All’altro estremo il nuovo film di José Padilha, 7 Days in Entebbe, con Daniel Brühl e Rosamund Pike, che ricostruisce i giorni convulsi – negli anni 70 –  del dirottamento di un volo Air France verso un aeroporto ugandese ad opera di un commando misto di terroristi palestinesi e membri della ormai moribonda banda Baader Meinhof. Con l’appoggio del dittatore Amin (che aveva abbandonato l’alleanza con Israele per quella con gli Arabi dopo essersi visto negare l’acquisto di aerei militari), i terroristi mettono alle strette il governo israeliano, all’epoca guidato da Yzak Rabin, chiedendo la liberazione dei loro prigionieri… Una richiesta impossibile per un governo sotto la pressione dei falchi, di cui all’epoca faceva parte anche il futuro premio Nobel per la pace Shimon Peres (qui interpretato da Eddie Marsan). È così che parte una tra le più ambizione operazioni di salvataggio mai portate a termine dall’esercito israeliano. La parte “militare” del racconto, tuttavia, è solo una delle storie che Padilla vuole raccontare. Altrettanto importante il versante dei terroristi, di cui si indagano le posizioni (dai tedeschi che combattono per la rivoluzione marxista ai palestinesi in guerra per la loro terra), senza dare giustificazioni ma con l’intento molto dichiarato di condannare chi sceglie lo scontro mettendo all’angolo chi cerca il dialogo e la trattativa. Lo stile di regia è come sempre efficace, il cast molto ben gestito (anche se nella versione in lingua originale suona strano sentire gli israeliani parlare in inglese accentato: ma, ha spiegato Padilla, c’è un limite alla libertà concessa dallo studio system). Contrariamente agli altri lavori del regista (come Tropa de Elite, che vinse proprio a Berlino), si sente però il peso di un messaggio da comunicare che rischia di risultare didascalico, soprattutto nella scelta di alternare la cronaca dei giorni dell’attentato a un balletto di danza contemporanea che dovrebbe incarnare il desiderio di liberasi della paura per lasciar spazio al dialogo. Una metafora che risulta fin troppo artificiosa, a danno di un racconto per altri versi molto efficace.

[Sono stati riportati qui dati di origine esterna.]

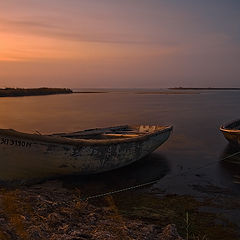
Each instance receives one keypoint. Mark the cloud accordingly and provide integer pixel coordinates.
(46, 28)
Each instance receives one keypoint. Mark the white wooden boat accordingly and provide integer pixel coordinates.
(231, 132)
(25, 157)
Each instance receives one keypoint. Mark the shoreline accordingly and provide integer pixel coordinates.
(51, 210)
(22, 92)
(214, 89)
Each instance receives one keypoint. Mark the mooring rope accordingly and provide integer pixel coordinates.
(155, 181)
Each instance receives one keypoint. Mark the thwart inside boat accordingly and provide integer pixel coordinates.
(112, 132)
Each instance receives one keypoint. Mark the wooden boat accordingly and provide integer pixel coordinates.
(231, 132)
(25, 157)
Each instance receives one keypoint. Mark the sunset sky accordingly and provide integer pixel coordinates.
(113, 43)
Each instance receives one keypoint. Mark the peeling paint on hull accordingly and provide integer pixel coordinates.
(231, 132)
(25, 157)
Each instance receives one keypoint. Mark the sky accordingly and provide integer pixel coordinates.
(119, 44)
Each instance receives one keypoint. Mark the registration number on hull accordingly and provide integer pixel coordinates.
(15, 142)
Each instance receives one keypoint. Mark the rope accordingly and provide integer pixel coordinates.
(155, 181)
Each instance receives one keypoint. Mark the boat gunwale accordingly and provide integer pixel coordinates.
(78, 142)
(225, 127)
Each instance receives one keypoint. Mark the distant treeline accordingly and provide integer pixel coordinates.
(183, 88)
(18, 92)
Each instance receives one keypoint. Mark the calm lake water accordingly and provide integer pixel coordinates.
(181, 163)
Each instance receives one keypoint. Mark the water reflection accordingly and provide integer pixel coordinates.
(151, 168)
(231, 162)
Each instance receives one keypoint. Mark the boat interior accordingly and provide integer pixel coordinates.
(234, 125)
(111, 132)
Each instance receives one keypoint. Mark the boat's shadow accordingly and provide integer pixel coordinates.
(230, 162)
(151, 168)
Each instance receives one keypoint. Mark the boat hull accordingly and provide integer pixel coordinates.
(231, 132)
(232, 136)
(23, 159)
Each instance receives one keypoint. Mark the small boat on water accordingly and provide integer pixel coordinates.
(25, 157)
(231, 132)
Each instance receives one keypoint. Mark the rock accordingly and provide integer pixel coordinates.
(170, 233)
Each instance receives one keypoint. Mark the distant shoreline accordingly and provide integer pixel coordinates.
(21, 92)
(181, 88)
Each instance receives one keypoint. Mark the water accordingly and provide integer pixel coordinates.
(196, 140)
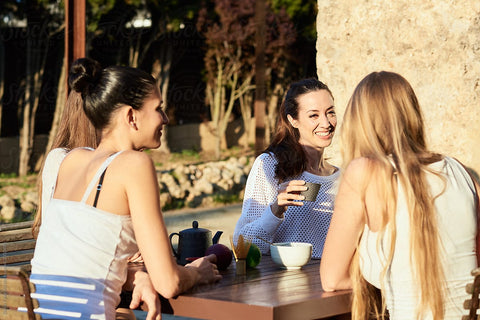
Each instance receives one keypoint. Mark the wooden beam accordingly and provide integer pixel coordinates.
(75, 32)
(260, 90)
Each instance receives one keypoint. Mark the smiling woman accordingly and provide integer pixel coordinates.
(273, 206)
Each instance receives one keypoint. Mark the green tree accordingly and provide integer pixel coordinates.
(229, 34)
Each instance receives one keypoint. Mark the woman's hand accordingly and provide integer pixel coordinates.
(288, 192)
(206, 268)
(143, 291)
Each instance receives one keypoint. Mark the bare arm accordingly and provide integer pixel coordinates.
(142, 194)
(346, 225)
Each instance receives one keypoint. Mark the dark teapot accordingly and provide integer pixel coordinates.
(193, 242)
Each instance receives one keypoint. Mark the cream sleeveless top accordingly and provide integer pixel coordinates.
(80, 261)
(457, 222)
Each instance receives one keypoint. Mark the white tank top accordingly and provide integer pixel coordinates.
(80, 260)
(457, 229)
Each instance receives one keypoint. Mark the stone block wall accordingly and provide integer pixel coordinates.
(435, 45)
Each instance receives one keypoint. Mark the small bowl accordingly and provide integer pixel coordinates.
(291, 255)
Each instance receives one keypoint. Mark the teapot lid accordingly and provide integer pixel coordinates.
(195, 229)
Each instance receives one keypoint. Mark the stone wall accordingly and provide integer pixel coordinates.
(435, 45)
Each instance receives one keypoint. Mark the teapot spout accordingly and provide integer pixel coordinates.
(216, 237)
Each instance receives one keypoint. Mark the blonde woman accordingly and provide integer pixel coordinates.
(405, 218)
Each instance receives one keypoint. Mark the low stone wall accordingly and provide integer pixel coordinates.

Prende spunto sempre dalla realtà, ma in questo caso da una realtà intima e con un orizzonte volutamente limitato, l’altro film del concorso, 3 Tage in Quiberon, cronaca minuta (e a tratti un po’ estenuata) dell’intervista concessa da Romy Schneider (all’epoca quarantaduenne con gravi problemi di alcolismo e depressione) a un giornalista tedesco accompagnato da un fotografo amico della Schneider. Fragile e angosciata (per il prossimo film, per il tempo che passa e quello che non trascorre con i figli…), nonostante l’appoggio dell’amica Hilde, Romy diventa “vittima” della manipolazione del giornalista finendo per svelare segreti e paure che potrebbero rovinarla. La fotografia in bianco e nero, la macchina che segue il corpo e lo sguardo dell’attrice, i momenti di esaltazione alcolica e quelli di disperazione, sono questi i punti fermi del film della regista Emily Atef, raffinato e intelligente, ma forse incapace di andare veramente a fondo nell’anima della protagonista, di cui si intuisce ma non si penetra fino in fondo la vulnerabilità e la disperazione.

La giornata si chiude con una pellicola che ha ambizioni di epica, ma si risolve in un faticosissimo tour de force. Parliamo del filippino Season of the Devil di Lav Diaz (di cui si ricorda la vittoria a sorpresa al Festival di Venezia 2016), omaggio alle vittime dei massacri delle forze paramilitari legittimate nel 1977 da Marcos per combattere i comunisti. Di nuovo il bianco e nero come scelta estetica ed estetizzante, e poi i dialoghi trasformati in canto/litania, le inquadrature lunghissime e spesso immobili che provano la pazienza e la dedizione dello spettatore, in quattro ore di pellicola in cui si apprezzano più le buone intenzioni che il risultato.